Federal government decision threatens Canada’s marine life

Media Release: November 17, 2005

VANCOUVER, BC – Environmental groups from coast to coast condemned the federal government today for eliminating regulations it had recently put in place to protect Canada’s marine life.

Federal Environment Minister Stéphane Dion has announced that the first exploratory drilling in an offshore area will no longer require a comprehensive study under the Canadian Environmental Assessment Act. Ocean drilling will now only require a screening.

This erosion of a full environmental assessment procedure reflects demands from industry to make it easier to conduct business, but it may have serious implications for the marine ecosystem. “There is nothing positive about weakening the public and regulatory overview of industry activities in our oceans. The oil and gas industry doesn’t have a good track record and we cannot assume they will police themselves,” says Gretchen Fitzgerald, Marine Campaigner at the Ecology Action Centre in Halifax.

“This is a disappointing move by the government that caters to the oil industry while failing to care for Canada’s marine mammals and fish stocks,” says Bill Wareham, acting director of marine conservation with the David Suzuki Foundation. “At a time when we need the government to lead the way in sustainability, they have abandoned a precautionary approach. Our marine environment is already under stress, this will only make matters worse.”

Sierra Club of Canada east coast marine campaigner Bruno Marcocchio is equally dumbfounded by today’s news. “The government has made a complete U-turn here. Two years ago, they saw the wisdom of comprehensive studies prior to exploratory drilling. With the first comprehensive study barely completed, it makes no sense to backtrack on this requirement.”

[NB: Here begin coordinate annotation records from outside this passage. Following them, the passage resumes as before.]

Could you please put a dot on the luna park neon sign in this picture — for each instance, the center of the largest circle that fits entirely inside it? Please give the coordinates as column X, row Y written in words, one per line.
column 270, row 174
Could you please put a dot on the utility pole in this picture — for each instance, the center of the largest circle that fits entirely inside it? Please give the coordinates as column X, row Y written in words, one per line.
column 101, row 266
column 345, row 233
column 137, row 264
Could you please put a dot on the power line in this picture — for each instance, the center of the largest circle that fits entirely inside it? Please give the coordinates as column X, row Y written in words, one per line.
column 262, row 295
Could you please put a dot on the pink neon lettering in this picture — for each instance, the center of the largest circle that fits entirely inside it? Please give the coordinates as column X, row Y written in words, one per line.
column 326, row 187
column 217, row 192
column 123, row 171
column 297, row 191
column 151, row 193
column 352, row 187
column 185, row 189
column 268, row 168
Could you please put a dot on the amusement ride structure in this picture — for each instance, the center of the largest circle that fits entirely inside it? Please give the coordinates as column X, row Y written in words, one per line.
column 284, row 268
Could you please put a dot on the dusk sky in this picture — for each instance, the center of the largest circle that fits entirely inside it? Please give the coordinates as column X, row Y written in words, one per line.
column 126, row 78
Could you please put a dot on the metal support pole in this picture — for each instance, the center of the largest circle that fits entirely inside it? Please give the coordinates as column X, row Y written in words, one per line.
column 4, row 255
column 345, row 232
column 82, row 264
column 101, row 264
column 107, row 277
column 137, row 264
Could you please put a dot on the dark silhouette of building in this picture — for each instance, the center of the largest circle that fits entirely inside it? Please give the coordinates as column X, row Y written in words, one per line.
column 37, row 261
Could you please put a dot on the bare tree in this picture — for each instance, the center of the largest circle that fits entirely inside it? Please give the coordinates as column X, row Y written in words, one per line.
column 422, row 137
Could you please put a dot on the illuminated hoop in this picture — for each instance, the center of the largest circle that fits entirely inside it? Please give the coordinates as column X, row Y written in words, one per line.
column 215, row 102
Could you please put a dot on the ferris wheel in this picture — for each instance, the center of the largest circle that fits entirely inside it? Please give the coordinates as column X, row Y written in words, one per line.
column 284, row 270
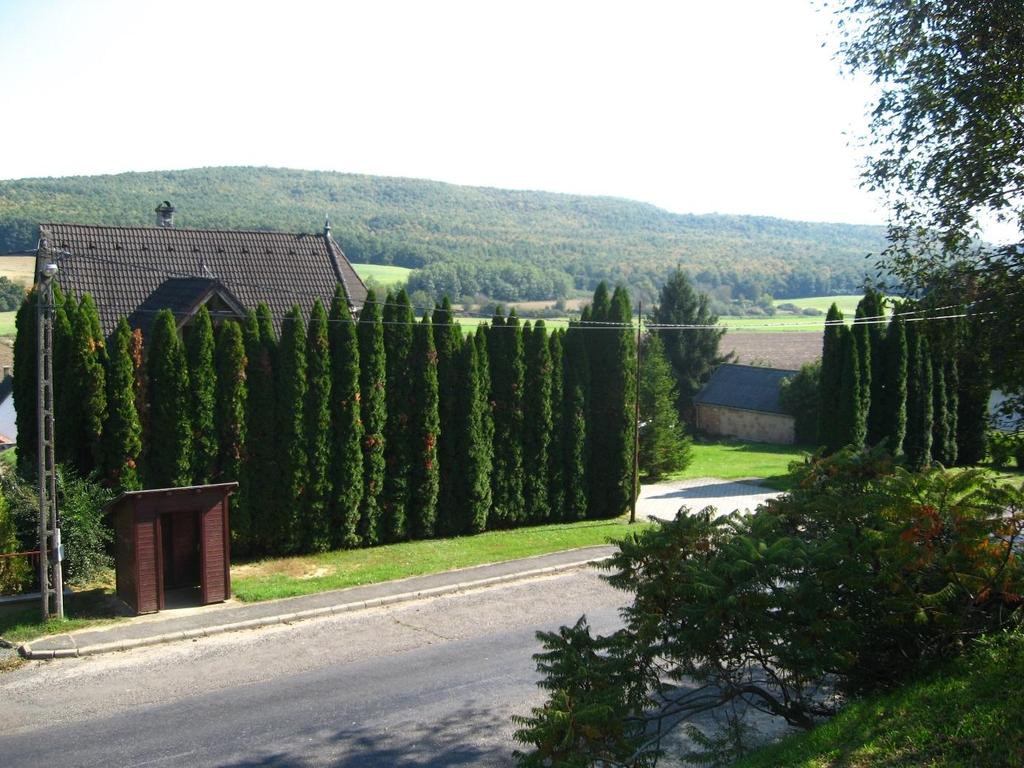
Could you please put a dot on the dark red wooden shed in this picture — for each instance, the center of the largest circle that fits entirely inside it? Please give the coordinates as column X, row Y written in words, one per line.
column 172, row 539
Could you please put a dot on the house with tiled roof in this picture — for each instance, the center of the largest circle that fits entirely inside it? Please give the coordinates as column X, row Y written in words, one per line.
column 135, row 271
column 743, row 401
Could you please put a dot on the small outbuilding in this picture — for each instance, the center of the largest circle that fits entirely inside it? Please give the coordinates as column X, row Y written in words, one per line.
column 173, row 540
column 742, row 401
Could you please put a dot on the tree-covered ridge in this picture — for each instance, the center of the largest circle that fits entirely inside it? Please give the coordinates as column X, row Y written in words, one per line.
column 509, row 245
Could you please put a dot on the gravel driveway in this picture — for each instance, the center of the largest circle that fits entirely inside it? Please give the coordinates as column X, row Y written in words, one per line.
column 663, row 500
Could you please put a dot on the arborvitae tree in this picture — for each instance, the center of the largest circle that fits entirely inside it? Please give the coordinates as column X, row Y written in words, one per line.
column 852, row 424
column 289, row 523
column 832, row 381
column 229, row 423
column 506, row 365
column 576, row 390
column 972, row 400
column 448, row 340
column 918, row 444
column 87, row 383
column 169, row 456
column 556, row 488
column 424, row 430
column 202, row 380
column 893, row 410
column 473, row 441
column 259, row 475
column 315, row 527
column 537, row 422
column 26, row 379
column 373, row 390
column 122, row 433
column 346, row 425
column 693, row 352
column 664, row 444
column 398, row 322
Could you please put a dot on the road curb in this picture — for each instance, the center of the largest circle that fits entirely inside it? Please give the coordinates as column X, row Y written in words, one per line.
column 27, row 650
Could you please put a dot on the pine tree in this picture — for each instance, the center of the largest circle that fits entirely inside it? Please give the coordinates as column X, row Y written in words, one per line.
column 122, row 433
column 537, row 422
column 424, row 430
column 473, row 446
column 289, row 523
column 87, row 384
column 398, row 322
column 893, row 410
column 448, row 340
column 315, row 527
column 373, row 389
column 229, row 424
column 918, row 444
column 556, row 489
column 346, row 425
column 202, row 380
column 664, row 444
column 832, row 381
column 852, row 425
column 169, row 457
column 26, row 382
column 506, row 367
column 574, row 425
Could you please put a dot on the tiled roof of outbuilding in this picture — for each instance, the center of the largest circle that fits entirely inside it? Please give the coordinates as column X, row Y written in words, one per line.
column 747, row 387
column 122, row 267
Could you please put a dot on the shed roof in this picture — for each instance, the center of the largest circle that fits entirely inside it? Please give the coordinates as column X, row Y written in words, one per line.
column 747, row 387
column 123, row 267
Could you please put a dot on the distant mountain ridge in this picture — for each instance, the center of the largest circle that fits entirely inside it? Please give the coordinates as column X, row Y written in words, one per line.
column 509, row 245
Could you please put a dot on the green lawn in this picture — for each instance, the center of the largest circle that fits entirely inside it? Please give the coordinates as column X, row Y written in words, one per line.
column 268, row 580
column 383, row 273
column 971, row 713
column 735, row 460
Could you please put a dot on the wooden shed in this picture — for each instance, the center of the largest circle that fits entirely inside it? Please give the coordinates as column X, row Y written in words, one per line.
column 172, row 539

One exploratory well can impact a distance as far as 1000 metres from the drill site. Spills and blowouts can also occur during the investigative phase. For example, in August 2004, 354,000 litres of drilling mud leaked out of an exploratory well off the coast of Nova Scotia. As a result, more than three hectares of seafloor was smothered by the spill.

Hazards like this make people in British Columbia nervous about offshore oil and gas activities. “If the federal government is making exploration easier for the oil and gas industry, it is a good thing we have a moratorium in B.C.,” says Oonagh O’Connor, offshore oil and gas campaigner with Living Oceans Society. “We must remember that the people of this province have sent a clear message to government that they do not want offshore oil and gas exploration on the West Coast.”